What happened to BlueLithium? (or, can Yahoo do anything right?)

Friday, September 25th, 2009

bluelithiumJust two years ago, Yahoo made another one of its expensive acquisitions by buying display ad network BlueLithium for $300 million. With a stated intent to marry rich analytical data with behavioral targeting, the ad network, founded just three years prior, was the fifth-largest in the US and the second-largest in the UK, with a reach of around 145 million monthly uniques.

Today—two short years later—it’s impossible to find it.

Google Blue Lithium or BlueLithium and the first page of results point to various news releases about the acquisition or stale company profile pages like on CrunchBase. There’s no link to a rebranding “BlueLithium is now Yahoo Web Advertising” or something similar that you’d expect. In fact, there’s no link to a yahoo.com URL whatsoever. (And just in case Google was gaming the SERP for its competitor, a quick look at Yahoo’s SERP shows similarly vacant results.)

Even worse: typing in bluelithium.com goes nowhere. As in a persistent time-out error. No 301 to Yahoo advertising.

This is beyond bizarre. Among publishers and advertisers, BlueLithium had developed a bit of a brand for itself; it was a name that was recognized. Branded searches (over 50,000 in August alone according to the Google keyword tool) and direct type-ins have undoubtedly continued.

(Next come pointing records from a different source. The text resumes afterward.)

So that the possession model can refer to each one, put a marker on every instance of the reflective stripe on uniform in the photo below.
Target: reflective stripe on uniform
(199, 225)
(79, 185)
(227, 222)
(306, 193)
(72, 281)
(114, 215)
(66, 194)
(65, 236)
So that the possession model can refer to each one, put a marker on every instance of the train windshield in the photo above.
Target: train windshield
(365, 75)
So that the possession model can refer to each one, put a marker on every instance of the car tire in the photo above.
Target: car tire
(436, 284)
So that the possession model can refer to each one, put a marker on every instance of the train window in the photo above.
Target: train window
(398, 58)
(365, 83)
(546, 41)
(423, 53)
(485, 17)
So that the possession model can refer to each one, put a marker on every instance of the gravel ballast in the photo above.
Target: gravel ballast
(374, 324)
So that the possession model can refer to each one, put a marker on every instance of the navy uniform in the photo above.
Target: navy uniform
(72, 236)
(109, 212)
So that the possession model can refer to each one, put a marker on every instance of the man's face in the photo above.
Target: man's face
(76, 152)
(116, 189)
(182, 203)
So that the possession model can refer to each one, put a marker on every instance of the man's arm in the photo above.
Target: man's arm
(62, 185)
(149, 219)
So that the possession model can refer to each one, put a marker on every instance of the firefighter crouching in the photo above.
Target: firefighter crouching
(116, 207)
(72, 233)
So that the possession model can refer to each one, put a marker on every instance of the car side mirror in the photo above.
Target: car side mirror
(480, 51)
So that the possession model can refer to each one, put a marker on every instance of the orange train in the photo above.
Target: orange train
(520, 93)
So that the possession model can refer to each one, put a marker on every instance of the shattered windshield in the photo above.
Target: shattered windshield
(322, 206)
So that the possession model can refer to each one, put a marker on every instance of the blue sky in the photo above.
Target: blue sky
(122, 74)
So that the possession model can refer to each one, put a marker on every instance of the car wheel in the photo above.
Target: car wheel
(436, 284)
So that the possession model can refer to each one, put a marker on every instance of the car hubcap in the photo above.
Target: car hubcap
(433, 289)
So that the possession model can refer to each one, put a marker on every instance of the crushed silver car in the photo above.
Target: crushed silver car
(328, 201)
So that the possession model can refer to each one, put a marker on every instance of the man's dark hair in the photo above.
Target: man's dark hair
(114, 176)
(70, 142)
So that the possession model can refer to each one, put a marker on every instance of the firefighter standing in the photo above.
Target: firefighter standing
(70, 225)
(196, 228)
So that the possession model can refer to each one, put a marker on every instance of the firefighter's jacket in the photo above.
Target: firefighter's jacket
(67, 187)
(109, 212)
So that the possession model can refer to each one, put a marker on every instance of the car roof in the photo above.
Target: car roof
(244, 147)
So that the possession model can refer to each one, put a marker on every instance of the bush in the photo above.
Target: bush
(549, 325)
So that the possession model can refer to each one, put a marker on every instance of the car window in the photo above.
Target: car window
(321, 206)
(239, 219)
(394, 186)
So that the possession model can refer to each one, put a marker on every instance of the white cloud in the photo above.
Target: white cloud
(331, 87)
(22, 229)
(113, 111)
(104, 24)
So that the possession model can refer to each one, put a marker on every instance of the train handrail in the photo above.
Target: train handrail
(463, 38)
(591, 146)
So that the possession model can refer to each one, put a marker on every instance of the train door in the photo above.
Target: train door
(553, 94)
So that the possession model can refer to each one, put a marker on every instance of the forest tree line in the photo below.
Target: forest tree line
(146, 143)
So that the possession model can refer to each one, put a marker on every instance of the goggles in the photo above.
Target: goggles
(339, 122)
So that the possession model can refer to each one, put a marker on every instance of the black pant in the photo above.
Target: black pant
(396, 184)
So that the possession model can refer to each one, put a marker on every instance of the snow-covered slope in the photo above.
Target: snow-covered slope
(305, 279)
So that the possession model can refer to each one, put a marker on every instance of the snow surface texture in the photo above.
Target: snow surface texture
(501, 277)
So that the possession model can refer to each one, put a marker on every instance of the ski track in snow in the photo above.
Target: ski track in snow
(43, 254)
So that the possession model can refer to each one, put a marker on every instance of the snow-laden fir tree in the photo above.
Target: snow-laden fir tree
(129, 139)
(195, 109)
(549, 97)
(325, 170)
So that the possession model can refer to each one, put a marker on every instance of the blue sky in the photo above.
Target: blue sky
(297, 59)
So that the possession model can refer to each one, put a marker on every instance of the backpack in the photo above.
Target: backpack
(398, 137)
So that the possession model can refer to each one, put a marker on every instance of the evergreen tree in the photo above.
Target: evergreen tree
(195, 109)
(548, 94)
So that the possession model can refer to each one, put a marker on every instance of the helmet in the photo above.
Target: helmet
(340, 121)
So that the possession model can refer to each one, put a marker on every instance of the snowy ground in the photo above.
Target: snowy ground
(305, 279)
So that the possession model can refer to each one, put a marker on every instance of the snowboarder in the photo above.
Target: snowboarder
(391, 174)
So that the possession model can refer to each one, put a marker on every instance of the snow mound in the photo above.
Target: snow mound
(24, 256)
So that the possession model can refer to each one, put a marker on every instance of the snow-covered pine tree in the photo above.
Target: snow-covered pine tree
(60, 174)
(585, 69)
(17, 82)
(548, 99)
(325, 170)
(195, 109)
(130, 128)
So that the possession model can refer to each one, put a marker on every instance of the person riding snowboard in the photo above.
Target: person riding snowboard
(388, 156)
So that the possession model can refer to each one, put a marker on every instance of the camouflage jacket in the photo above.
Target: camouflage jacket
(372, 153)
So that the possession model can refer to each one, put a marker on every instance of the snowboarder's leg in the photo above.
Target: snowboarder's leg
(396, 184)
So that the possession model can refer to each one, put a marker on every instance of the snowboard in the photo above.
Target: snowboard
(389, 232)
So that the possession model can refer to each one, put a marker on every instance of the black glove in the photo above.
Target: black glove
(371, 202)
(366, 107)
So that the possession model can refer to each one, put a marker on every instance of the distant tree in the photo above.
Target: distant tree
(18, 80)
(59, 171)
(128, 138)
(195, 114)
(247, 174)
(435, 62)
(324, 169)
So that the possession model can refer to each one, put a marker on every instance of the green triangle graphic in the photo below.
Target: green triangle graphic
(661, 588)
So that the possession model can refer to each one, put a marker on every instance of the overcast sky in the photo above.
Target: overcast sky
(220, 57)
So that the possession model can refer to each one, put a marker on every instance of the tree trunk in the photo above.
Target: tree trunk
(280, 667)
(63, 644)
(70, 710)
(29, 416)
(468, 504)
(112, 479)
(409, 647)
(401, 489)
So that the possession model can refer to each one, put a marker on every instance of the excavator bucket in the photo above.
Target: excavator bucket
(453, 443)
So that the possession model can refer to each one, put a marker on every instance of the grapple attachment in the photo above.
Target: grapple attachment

The ad network still exists (YieldBuild, in fact, supports it).

Doesn’t it strike anyone as strange that the network seems to have stonewalled any interest among publishers or advertisers that might be potential customers of Yahoo advertising? I mean, isn’t that Yahoo’s business?

WPP: Double-digit online ad spend growth in 2010

Tuesday, September 22nd, 2009

groupmThe Fed Chief Ben Bernanke claims we’re emerging from a recession, real estate prices are stabilizing, and now even the moribund online ad sector is poised for a healthy rebound in the coming year. WPP’s GroupM is projecting 11% growth in online advertising in 2010 to hit $65 billion worldwide (across 36 countries), with online capturing 14.6% of tracked media.

United States in 2010:

  • 7% growth to $24.4 billion
  • 17% of overall ad spend (15.4% in 2009)
  • search (including contextual) and video biggest drivers; display weak  (mirroring global trends: display will grow 5% next year compared to search’s 12%)
  • strong weakness in traditional media (esp. newspapers) also a huge driver

The report gives a nod to behavioral targeting (“intentional marketing”) and the growing nexus between search advertising and socnets’ social graphs.

Mobile advertising gets notable attention: in 2010, it will account for 6% of total digital ad spend (or $3.3 billion), representing a 19% increase over 2009. In the U.S.:

  • those accessing the news on their phones every day has doubled to 22 million in 2009
  • those accessing socnets on their phones daily has quadrupled to 9 million this year

Google opens up DoubleClick Ad Exchange across AdSense publishers

Friday, September 18th, 2009

doubleclick-ad-exchangeToday Google announced the launch of its DoubleClick Ad Exchange, which will open up both advertiser and publisher inventory and allow market dynamic-driven pricing and greater scalability with respect to audience reach for advertisers and access to a wider swathe of advertisers for publishers.

Or so goes the pitch. But this is Google, and if there’s one thing it knows and dominates, it’s online advertising.

Getting a sizeable exchange going can often present a chicken-and-egg problem, but Google’s reach among publishers and advertisers (DoubleClick for the head, AdSense/AdWords for the long tail) is already impressive, at 76% of the US and 73% of the global online audiences.

Exchanges, on the other hand, comprise about 10-15% of the display ad business (Yahoo’s Right Media Exchange is the largest). Google will shave off a relatively small fee through the exchange, but what it will gain is access to inventory sources if the exchange grows and dominates. If it can maintain higher efficiency than its competitors, Google will grow its share of a market that it will host and develop.

An PDF explaining the Ad Exchange is here. The DoubleClick blog also has more details.